STOP AGLI ACCESSI
Caldo anomalo sul Bernina: chiude il rifugio più alto della Lombardia
Il Cai Valtellina ha disposto lo stop immediato agli accessi al Marco e Rosa De Marchi-Agostino Rocca: le alte temperature hanno modificato il manto nevoso e provocato crepacci e instabilità lungo i percorsi
Il rifugio il più alto di Lombardia, il Marco e Rosa De Marchi-Agostino Rocca, sul Bernina, ha chiuso con effetto immediato a causa delle condizioni delle vie di accesso, compromesse dal caldo anomalo che sta colpendo nelle ultime settimane il nostro Paese. La decisione è stata annunciata dal Cai Valtellina e resterà in vigore fino a quando la montagna non tornerà nuovamente percorribile in sicurezza.
Il caldo rende troppo rischiosi gli accessi al rifugio
Situata a 3.609 metri di quota, in Valmalenco, la struttura, come anticipato, è il rifugio più alto della Lombardia ed è una delle mete più frequentate dagli alpinisti che raggiungono il gruppo del Bernina. Ogni estate accoglie migliaia di escursionisti e viene utilizzata anche come punto di partenza per le ascensioni, ma le temperature registrate in questi giorni hanno reso troppo rischioso proseguire l’attività. Ad annunciare lo stop è stata la sezione valtellinese del Club alpino italiano con un avviso pubblicato sul proprio profilo Facebook.

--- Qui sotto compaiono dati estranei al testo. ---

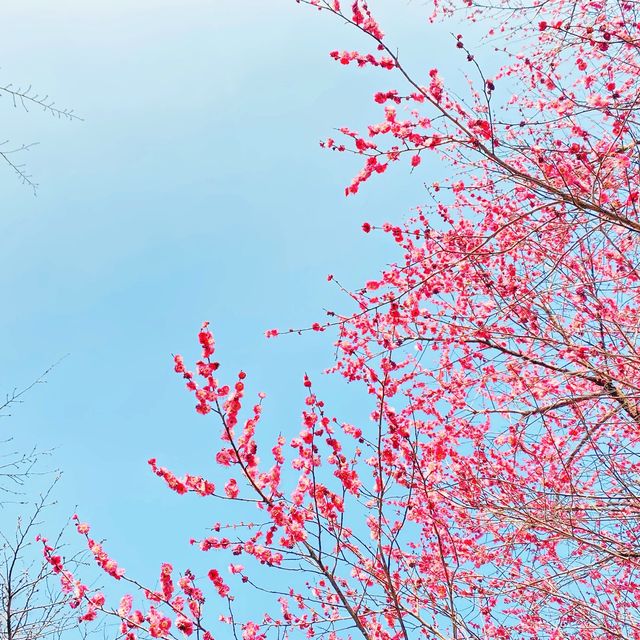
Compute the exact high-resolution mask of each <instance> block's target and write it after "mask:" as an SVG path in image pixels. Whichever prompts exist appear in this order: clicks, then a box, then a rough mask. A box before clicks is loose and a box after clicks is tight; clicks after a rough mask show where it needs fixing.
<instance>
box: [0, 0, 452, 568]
mask: <svg viewBox="0 0 640 640" xmlns="http://www.w3.org/2000/svg"><path fill="white" fill-rule="evenodd" d="M371 5H372V8H373V9H374V10H376V9H377V12H376V13H377V15H378V16H379V18H380V21H381V22H382V24H383V27H384V28H385V30H386V31H387V32H389V33H390V34H391V35H392V38H393V40H394V42H396V43H398V45H399V46H400V51H401V53H402V54H403V56H404V58H405V59H406V60H409V61H410V62H411V63H412V64H413V66H414V68H415V69H417V70H418V72H419V73H423V74H424V75H425V76H426V73H427V71H428V69H430V68H432V67H434V66H439V67H441V68H444V69H445V70H446V69H451V70H452V72H453V73H457V70H458V66H459V64H458V61H455V62H452V61H451V60H450V59H449V58H450V57H452V56H454V55H455V49H454V47H453V46H452V44H451V37H450V35H449V34H448V32H447V30H446V29H445V28H443V27H433V26H429V25H428V24H427V22H426V14H427V11H428V8H427V7H426V6H425V5H423V4H422V3H418V2H410V3H404V2H396V1H392V0H384V1H380V2H376V3H373V2H372V3H371ZM0 30H1V32H2V37H1V38H0V50H1V55H2V67H1V68H0V81H2V83H5V84H6V83H8V82H12V83H14V84H16V85H28V84H32V85H33V86H34V87H35V88H36V89H37V91H39V92H41V93H48V94H50V95H51V96H53V97H55V99H56V101H57V102H58V103H59V104H60V105H63V106H70V107H73V108H74V109H75V110H76V111H77V112H78V113H79V114H80V115H82V116H83V117H84V122H66V121H58V120H54V119H52V118H50V117H49V116H47V115H46V114H43V113H40V112H38V111H37V110H32V111H31V112H30V113H24V112H23V111H22V110H20V109H14V108H13V107H12V106H11V104H10V102H9V100H7V99H6V98H1V99H0V109H1V113H2V116H3V119H2V123H3V130H2V133H1V134H0V137H2V138H3V139H10V140H11V141H12V142H13V143H15V144H21V143H30V142H36V141H37V142H39V145H38V146H37V147H35V148H33V149H32V150H31V151H30V152H29V153H28V154H26V155H25V156H24V160H25V161H26V162H28V165H29V169H30V171H31V173H32V174H33V175H34V178H35V180H36V181H37V182H39V184H40V188H39V191H38V196H37V197H35V198H34V197H33V196H32V194H31V192H30V191H29V190H28V189H27V188H25V187H23V186H22V185H20V184H19V183H18V182H17V181H16V180H15V178H14V176H13V175H11V173H10V172H9V171H8V170H0V185H1V188H2V191H3V196H4V197H3V203H2V215H1V216H0V244H1V247H2V249H1V252H0V260H2V262H3V263H4V264H3V268H2V269H0V290H1V291H2V293H3V303H4V312H3V313H2V316H1V322H2V329H1V331H0V341H1V345H0V354H1V355H2V367H0V389H2V390H6V391H9V390H11V389H12V388H13V387H14V386H18V387H20V386H24V385H26V384H28V383H29V382H30V381H31V380H32V379H34V378H35V377H37V375H38V374H39V373H40V372H41V371H42V370H44V369H46V368H47V366H49V365H50V364H51V363H53V362H55V361H57V360H58V359H59V358H60V357H62V356H64V355H66V354H69V355H68V357H67V358H65V360H64V361H63V362H62V363H61V364H60V365H59V366H58V367H57V368H56V369H55V370H54V371H53V372H52V373H51V374H50V375H49V377H48V382H47V384H46V385H42V386H40V387H38V388H37V389H34V390H33V391H32V392H31V393H30V394H29V396H28V397H27V398H26V401H25V403H24V404H23V405H20V406H19V407H16V408H14V411H13V415H12V417H10V418H3V421H2V422H0V426H2V428H3V429H4V430H5V433H7V434H11V435H13V436H14V437H15V439H16V446H17V447H23V448H27V447H30V446H32V445H34V444H36V445H38V446H39V447H40V448H42V449H49V448H51V447H56V452H55V455H54V462H53V463H54V464H55V465H56V466H58V467H60V468H61V469H62V470H63V471H64V478H63V480H62V482H61V484H60V485H59V488H58V493H57V498H58V500H59V503H60V507H59V513H58V515H59V516H61V514H63V513H71V512H73V509H74V505H78V510H79V512H80V513H81V515H82V517H83V518H84V519H86V520H88V521H89V522H91V524H92V525H93V527H94V531H95V532H96V535H98V536H99V537H104V538H107V540H108V543H107V548H108V549H109V550H110V551H111V552H112V553H113V555H114V556H115V557H116V558H118V559H119V561H120V562H121V563H122V565H124V566H125V567H126V568H127V569H128V570H129V571H130V572H131V573H133V574H136V575H142V577H144V578H146V577H147V576H155V575H156V570H157V567H158V565H159V563H160V562H161V561H162V560H166V559H172V560H174V561H175V562H176V564H177V565H180V564H181V563H182V564H183V566H184V564H187V563H188V562H189V553H190V550H189V549H188V548H187V547H188V545H186V541H187V540H188V538H189V537H191V536H192V535H194V536H198V535H200V534H201V533H202V531H203V530H204V528H205V527H206V526H207V524H208V523H210V522H211V521H212V517H211V513H209V512H208V511H207V507H206V505H203V504H202V502H199V501H197V500H189V499H187V500H185V499H180V498H178V497H177V496H175V495H172V494H171V493H170V492H169V491H168V490H166V489H165V488H164V487H163V486H162V485H161V483H160V481H159V480H158V479H157V478H155V477H153V476H152V474H151V473H150V471H149V469H148V467H147V465H146V460H147V458H149V457H150V456H156V457H157V458H158V460H159V462H161V463H162V464H164V465H167V466H169V467H170V468H172V469H174V470H175V471H176V472H178V473H183V472H185V471H192V472H204V473H207V471H208V470H210V469H212V465H211V464H210V460H211V456H210V452H209V451H208V450H207V447H206V446H205V445H206V442H207V441H209V442H212V446H211V448H212V449H213V446H214V444H215V439H216V438H217V433H218V430H217V425H213V424H212V423H211V421H207V420H206V419H203V418H201V417H199V416H197V415H196V414H195V412H194V411H193V404H194V403H193V400H192V398H191V397H190V396H189V395H188V394H187V393H186V391H184V390H183V388H182V384H181V381H180V380H179V379H177V376H176V375H175V374H174V373H173V371H172V362H171V354H172V353H176V352H180V353H184V354H185V355H186V356H187V357H188V358H192V357H193V356H194V355H195V354H196V352H197V350H196V346H197V345H196V333H197V329H198V327H199V325H200V323H201V322H202V321H203V320H205V319H208V320H210V321H211V322H212V325H213V327H214V330H215V334H216V338H217V342H218V344H219V349H220V358H221V360H222V362H223V364H224V365H225V368H226V370H227V371H229V372H235V371H237V370H239V369H240V368H243V369H244V370H245V371H247V372H248V374H249V379H248V382H249V388H250V390H251V391H253V392H257V391H258V390H264V391H265V392H267V394H268V399H267V401H266V405H265V421H264V426H263V429H265V430H267V431H271V430H272V431H273V433H276V432H277V431H280V430H282V431H285V432H293V431H295V430H297V428H298V425H299V413H300V409H301V398H302V397H303V395H304V392H303V388H302V386H301V378H302V375H303V372H305V371H307V372H308V373H309V374H310V375H312V377H314V378H316V379H318V378H319V377H320V372H321V371H322V370H323V369H324V368H325V367H326V366H328V365H330V364H331V357H332V350H331V336H330V335H327V334H323V335H321V336H320V335H317V334H314V335H311V334H305V336H303V337H287V338H284V339H282V338H280V339H278V340H275V341H273V340H272V341H267V340H265V339H264V337H263V334H264V330H265V329H268V328H271V327H280V328H286V327H289V326H305V325H309V324H310V323H311V322H313V321H314V320H317V319H321V318H322V317H323V309H324V308H336V309H337V308H342V309H344V308H348V301H347V300H346V299H344V298H343V297H342V296H340V295H338V293H337V290H336V289H335V287H332V286H331V285H329V284H328V283H327V282H326V275H327V274H328V273H334V274H335V275H336V276H337V277H339V278H340V279H341V280H342V281H343V282H344V283H345V284H346V285H347V286H349V287H356V286H358V285H359V284H360V283H361V282H362V281H363V280H365V279H368V278H370V277H373V276H375V274H376V273H377V272H378V270H379V269H380V268H381V267H382V266H383V265H384V264H385V262H386V261H388V260H392V259H394V258H395V256H394V253H393V248H392V247H391V246H390V243H389V242H388V241H387V240H385V239H384V238H378V237H377V236H376V235H375V234H371V235H368V236H367V235H364V234H363V233H362V232H361V231H360V225H361V223H362V222H363V221H364V220H370V221H375V222H382V221H385V220H389V219H391V220H400V219H402V218H403V217H404V216H406V215H407V214H408V212H409V210H410V208H411V207H412V206H414V205H416V204H419V203H420V202H421V201H422V198H423V190H422V186H421V185H422V183H423V181H431V180H432V179H433V176H432V175H429V173H428V170H429V167H428V165H427V163H423V165H422V166H421V171H423V173H424V175H420V176H416V175H414V176H411V175H410V174H409V170H408V168H407V167H406V166H404V167H397V168H396V169H395V170H394V171H393V172H390V175H385V176H384V179H380V180H376V181H374V182H373V183H371V184H369V185H367V186H366V188H365V189H364V190H363V192H362V193H361V194H360V195H358V197H357V198H354V199H345V197H344V195H343V188H344V186H345V185H346V184H347V183H348V182H349V180H350V178H351V176H352V175H353V174H354V173H355V172H356V171H357V169H358V165H359V163H357V162H354V161H353V160H352V159H351V158H348V157H345V156H343V155H340V156H338V155H336V154H333V153H330V152H326V151H323V150H321V149H320V148H319V146H318V141H319V140H320V139H321V138H324V137H327V136H329V135H332V133H333V129H334V128H335V127H338V126H342V125H349V126H352V127H354V128H358V127H361V126H364V125H365V124H366V123H367V122H369V121H370V120H373V119H374V118H375V114H376V113H378V111H379V108H378V107H377V105H375V104H374V103H373V101H372V99H371V97H372V95H373V93H374V92H375V91H377V90H381V89H388V88H394V87H395V86H396V82H398V81H397V80H396V79H393V77H392V75H390V74H389V73H387V72H381V71H366V72H363V71H361V70H357V69H351V68H344V67H342V66H341V65H339V64H336V63H335V62H333V61H332V60H331V59H330V58H329V56H328V55H327V54H328V52H329V51H330V50H332V49H334V48H335V49H353V48H357V47H358V46H360V45H362V44H363V43H364V40H363V39H362V38H361V37H360V36H359V35H358V34H356V33H354V32H353V31H352V30H350V29H349V28H347V27H345V26H344V25H341V24H340V23H339V22H338V21H336V20H334V19H329V18H328V17H325V16H322V15H317V14H316V13H315V12H314V11H312V10H309V9H308V8H306V7H303V6H299V5H297V4H296V3H295V2H294V1H293V0H273V1H266V0H261V1H260V2H258V1H254V0H233V1H232V0H208V1H206V2H205V1H202V0H182V1H181V2H177V1H175V0H174V1H168V0H144V1H143V0H126V1H124V0H112V1H110V2H108V3H107V2H102V3H100V2H90V3H88V2H79V0H60V1H57V2H55V3H53V2H51V1H50V0H20V2H18V1H17V0H9V1H8V2H6V3H4V5H3V20H2V25H1V26H0ZM460 64H462V63H460ZM0 169H1V167H0ZM319 391H320V393H321V394H322V395H324V397H325V399H326V400H327V402H328V404H329V406H330V407H332V409H333V411H334V413H335V414H336V415H338V416H339V417H340V418H343V419H351V420H357V419H359V420H366V416H367V414H368V411H369V407H368V405H367V402H368V400H367V399H366V396H364V395H363V394H361V393H359V390H356V389H350V388H349V387H347V386H345V385H344V384H343V383H342V382H341V381H340V380H338V379H332V378H327V377H326V376H325V377H324V378H323V379H322V380H321V381H320V380H319ZM208 475H211V476H213V477H214V478H215V473H214V472H212V473H209V474H208ZM170 511H171V512H173V514H174V516H175V517H174V518H168V517H167V513H169V512H170Z"/></svg>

«A causa delle avverse condizioni delle vie di accesso dovute al caldo anomalo - si legge nel comunicato - il rifugio chiude con decorrenza immediata e fino a nuove condizioni di fruibilità della montagna». Il caldo ha infatti modificato rapidamente il manto nevoso, favorendo l’apertura di crepacci e rendendo instabili i percorsi utilizzati per raggiungere il rifugio. Di fronte a una situazione che esponeva gli escursionisti a rischi crescenti, il Cai e i gestori hanno quindi scelto di interrompere gli accessi senza attendere oltre.
Che cos’è il Cai
Il Club alpino italiano (Cai) è un’associazione fondata nel 1863, impegnata nella conoscenza, nella tutela e nella frequentazione responsabile della montagna. Attraverso le sue sezioni distribuite sul territorio nazionale, organizza escursioni, corsi di alpinismo, arrampicata e sci alpinismo, oltre ad attività culturali e iniziative dedicate all’ambiente. Cura inoltre sentieri, rifugi e bivacchi, contribuendo alla sicurezza e all’orientamento di chi frequenta le aree montane. Ne fanno parte appassionati, volontari e professionisti, uniti dall’obiettivo di rendere la montagna accessibile e conosciuta, nel rispetto degli ecosistemi e delle comunità che la abitano in ogni stagione dell’anno.
Lo zero termico è salito oltre i 4.200 metri
La chiusura ha suscitato sorpresa anche tra chi frequenta da tempo questa parte delle Alpi. «Mai successo» ha scritto un utente sotto il post del Cai Valtellina. «Qualcosa sta succedendo», ha aggiunto un altro, con tutta probabilità riferendosi al cambiamento climatico. Del resto, il dato sullo zero termico aiuta a comprendere le condizioni di questi giorni: oggi, infatti, sulle Alpi si colloca tra i 4.200 e i 4.500 metri, ben al di sopra dei valori medi estivi e ben oltre la quota del rifugio.